As you may recall, Jacob fled to avoid Esau, who was ticked off over the blessing, and went to his uncle Laban. There he fell in love with Laban’s younger daughter, Rachel, and agreed to work seven years to marry her. At the end Laban tricked Jacob and substituted the older daughter Leah. Genesis tells us that ‘Leah’s eyes were weak, but Rachel was beautiful and lovely … Jacob loved Rachel more than Leah’, and after a further seven years married her as well.

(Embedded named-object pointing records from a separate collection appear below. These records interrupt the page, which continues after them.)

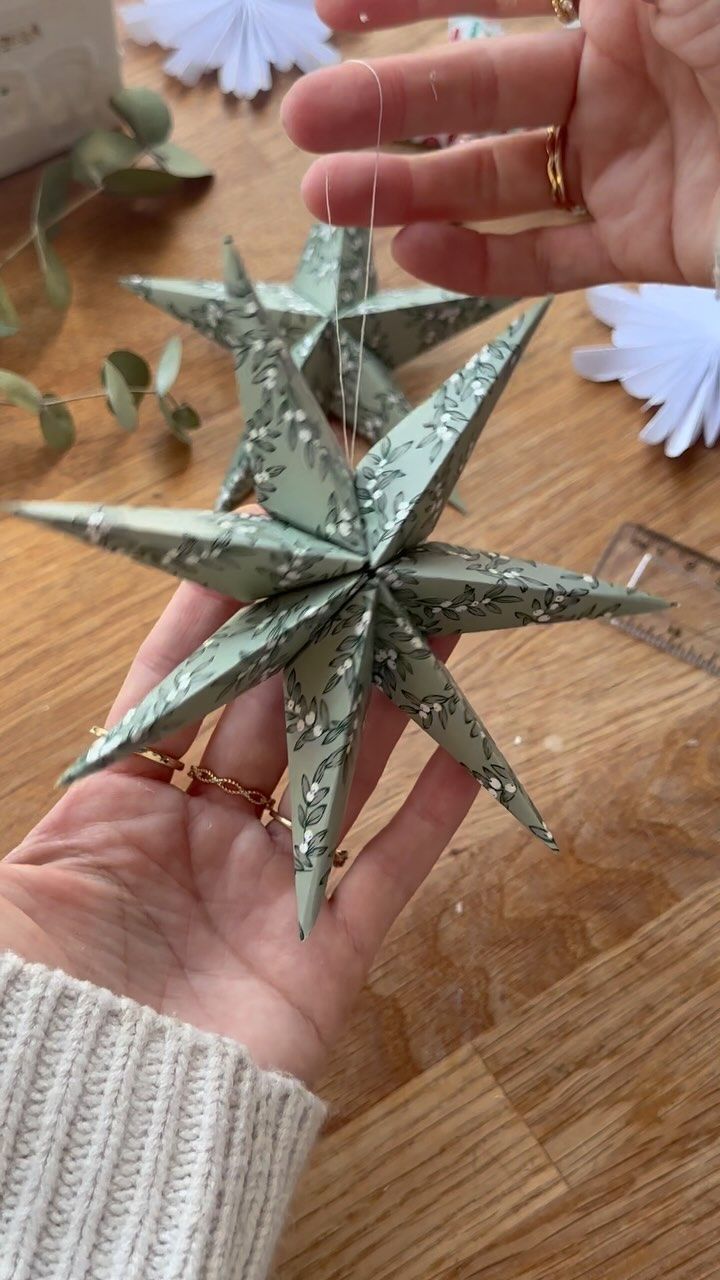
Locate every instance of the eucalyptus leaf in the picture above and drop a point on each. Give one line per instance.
(141, 182)
(146, 113)
(169, 366)
(103, 152)
(58, 284)
(180, 161)
(58, 426)
(181, 420)
(135, 370)
(121, 400)
(51, 195)
(19, 392)
(9, 320)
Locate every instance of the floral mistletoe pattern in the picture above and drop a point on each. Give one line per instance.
(347, 589)
(399, 325)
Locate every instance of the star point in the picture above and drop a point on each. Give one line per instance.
(399, 325)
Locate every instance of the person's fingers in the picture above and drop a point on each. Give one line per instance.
(547, 260)
(373, 14)
(487, 179)
(384, 725)
(249, 745)
(487, 86)
(393, 865)
(192, 616)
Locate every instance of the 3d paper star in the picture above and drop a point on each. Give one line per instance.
(399, 325)
(347, 588)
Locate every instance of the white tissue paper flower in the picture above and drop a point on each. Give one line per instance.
(238, 39)
(665, 351)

So we are clear: the beautiful sister, loved by her husband and worth fourteen years work, was Rachel; Leah was apparently despised. Rachel is the centre of the story, which for the next couple of chapters tells of the children born to them, and a sort of unseemly competition between them. And in the end Rachel is still the important one, because she is the mother of Joseph, the great hero and saviour of the people, and of the beloved youngest son Benjamin. But that’s not the whole story. Though Jacob hated Leah, God did not; she had many children and was the mother of six of Jacob’s twelve sons, Reuben, Simeon, Levi, Judah, Issachar, and Zebulun. But even though this shows divine favour, in the story, Rachel is still ahead as favourite wife and mother of the best-loved sons. But what recently struck me about this story is one little fact in it which governs the rest of salvation history: Leah was the mother of Judah.

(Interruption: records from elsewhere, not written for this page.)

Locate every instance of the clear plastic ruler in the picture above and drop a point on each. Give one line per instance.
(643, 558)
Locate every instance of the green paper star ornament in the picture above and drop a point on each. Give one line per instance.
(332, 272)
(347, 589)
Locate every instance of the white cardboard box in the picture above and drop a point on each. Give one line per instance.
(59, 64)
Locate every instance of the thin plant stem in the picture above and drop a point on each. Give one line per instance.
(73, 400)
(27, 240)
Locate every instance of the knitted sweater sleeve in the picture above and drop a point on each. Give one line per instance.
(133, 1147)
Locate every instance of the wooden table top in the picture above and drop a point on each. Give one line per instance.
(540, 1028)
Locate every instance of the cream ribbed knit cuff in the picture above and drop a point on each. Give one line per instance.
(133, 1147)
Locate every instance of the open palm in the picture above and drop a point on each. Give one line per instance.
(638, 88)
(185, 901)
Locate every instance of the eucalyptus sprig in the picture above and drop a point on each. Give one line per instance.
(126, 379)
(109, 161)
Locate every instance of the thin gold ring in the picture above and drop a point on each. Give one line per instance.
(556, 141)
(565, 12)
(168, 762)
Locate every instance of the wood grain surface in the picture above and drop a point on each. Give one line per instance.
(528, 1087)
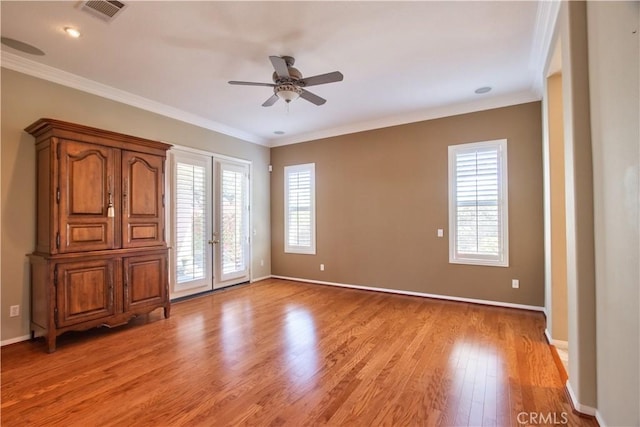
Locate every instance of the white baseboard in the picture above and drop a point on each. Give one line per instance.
(587, 410)
(15, 340)
(600, 420)
(417, 294)
(562, 345)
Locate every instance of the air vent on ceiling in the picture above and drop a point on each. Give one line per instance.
(106, 10)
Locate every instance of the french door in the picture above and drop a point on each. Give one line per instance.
(209, 223)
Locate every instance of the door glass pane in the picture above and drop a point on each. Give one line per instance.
(191, 217)
(233, 220)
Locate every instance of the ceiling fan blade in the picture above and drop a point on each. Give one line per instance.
(280, 65)
(321, 79)
(312, 97)
(269, 102)
(233, 82)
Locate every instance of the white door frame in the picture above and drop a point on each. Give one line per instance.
(170, 218)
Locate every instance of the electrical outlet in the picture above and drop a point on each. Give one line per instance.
(14, 311)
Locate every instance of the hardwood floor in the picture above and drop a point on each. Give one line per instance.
(286, 353)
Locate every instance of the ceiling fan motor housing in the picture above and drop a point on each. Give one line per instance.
(294, 76)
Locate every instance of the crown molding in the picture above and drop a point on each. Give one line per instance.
(26, 66)
(521, 97)
(543, 34)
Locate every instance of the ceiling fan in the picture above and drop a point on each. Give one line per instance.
(288, 83)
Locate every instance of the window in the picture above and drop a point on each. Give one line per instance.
(478, 204)
(299, 208)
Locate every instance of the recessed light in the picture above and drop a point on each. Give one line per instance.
(21, 46)
(483, 89)
(72, 32)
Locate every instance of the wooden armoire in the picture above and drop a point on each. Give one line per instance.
(101, 255)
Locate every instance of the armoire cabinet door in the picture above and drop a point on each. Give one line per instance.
(142, 200)
(86, 186)
(145, 280)
(85, 291)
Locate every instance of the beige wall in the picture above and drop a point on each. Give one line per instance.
(614, 74)
(382, 194)
(558, 247)
(579, 205)
(26, 99)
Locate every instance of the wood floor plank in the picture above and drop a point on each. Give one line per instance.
(283, 353)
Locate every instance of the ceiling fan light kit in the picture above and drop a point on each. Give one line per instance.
(287, 92)
(288, 83)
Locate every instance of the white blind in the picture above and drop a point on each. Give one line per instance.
(479, 202)
(300, 208)
(232, 220)
(191, 239)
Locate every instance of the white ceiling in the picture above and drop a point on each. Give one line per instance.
(402, 61)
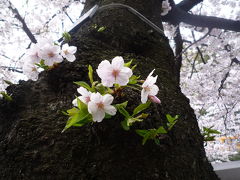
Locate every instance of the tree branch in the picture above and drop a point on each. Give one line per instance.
(178, 51)
(177, 15)
(187, 5)
(24, 25)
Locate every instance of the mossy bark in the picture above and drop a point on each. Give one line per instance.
(31, 143)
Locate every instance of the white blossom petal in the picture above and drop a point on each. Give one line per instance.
(117, 62)
(144, 96)
(92, 107)
(98, 116)
(110, 110)
(154, 90)
(107, 99)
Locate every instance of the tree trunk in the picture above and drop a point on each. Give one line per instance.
(32, 146)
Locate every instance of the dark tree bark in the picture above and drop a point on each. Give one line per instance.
(31, 143)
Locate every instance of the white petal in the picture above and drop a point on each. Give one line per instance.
(74, 102)
(117, 62)
(83, 91)
(72, 49)
(70, 57)
(144, 96)
(153, 90)
(48, 62)
(127, 71)
(122, 79)
(92, 107)
(65, 46)
(110, 110)
(150, 74)
(103, 69)
(108, 82)
(107, 99)
(96, 97)
(98, 116)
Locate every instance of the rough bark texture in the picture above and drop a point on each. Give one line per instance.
(31, 143)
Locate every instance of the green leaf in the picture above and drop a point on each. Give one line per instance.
(146, 137)
(140, 108)
(141, 132)
(66, 36)
(72, 111)
(124, 125)
(134, 67)
(130, 121)
(133, 79)
(83, 84)
(209, 138)
(90, 73)
(124, 104)
(101, 29)
(65, 113)
(122, 110)
(161, 130)
(128, 64)
(6, 96)
(101, 89)
(76, 118)
(107, 116)
(41, 64)
(82, 106)
(8, 82)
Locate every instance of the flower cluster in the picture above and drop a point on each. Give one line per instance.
(95, 101)
(165, 8)
(43, 54)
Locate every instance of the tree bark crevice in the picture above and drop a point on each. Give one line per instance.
(104, 150)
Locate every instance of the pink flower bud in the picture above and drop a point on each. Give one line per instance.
(154, 99)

From the tribe of Judah came David the king (while Saul, of the tribe of beloved Benjamin, was rejected). And as the Gospels tell us, from the tribe of Judah and the house of David (by human reckoning) came our Lord Jesus Christ. So the main story of salvation hangs on Leah, the unexpected, the unloved. So the words of the Gospel are true of Leah as they are and because they are about Jesus, her descendant: The very stone which the builders rejected has become the head of the corner. All through Scripture God chooses the one he wants, whether or not we would choose likewise; this is only one example. God’s choice is mysterious, and it knocks any chance anyone has of saying, if I am chosen it must show how good I am. In fact, the chosen instruments usually don’t know they’re chosen any more than Leah did.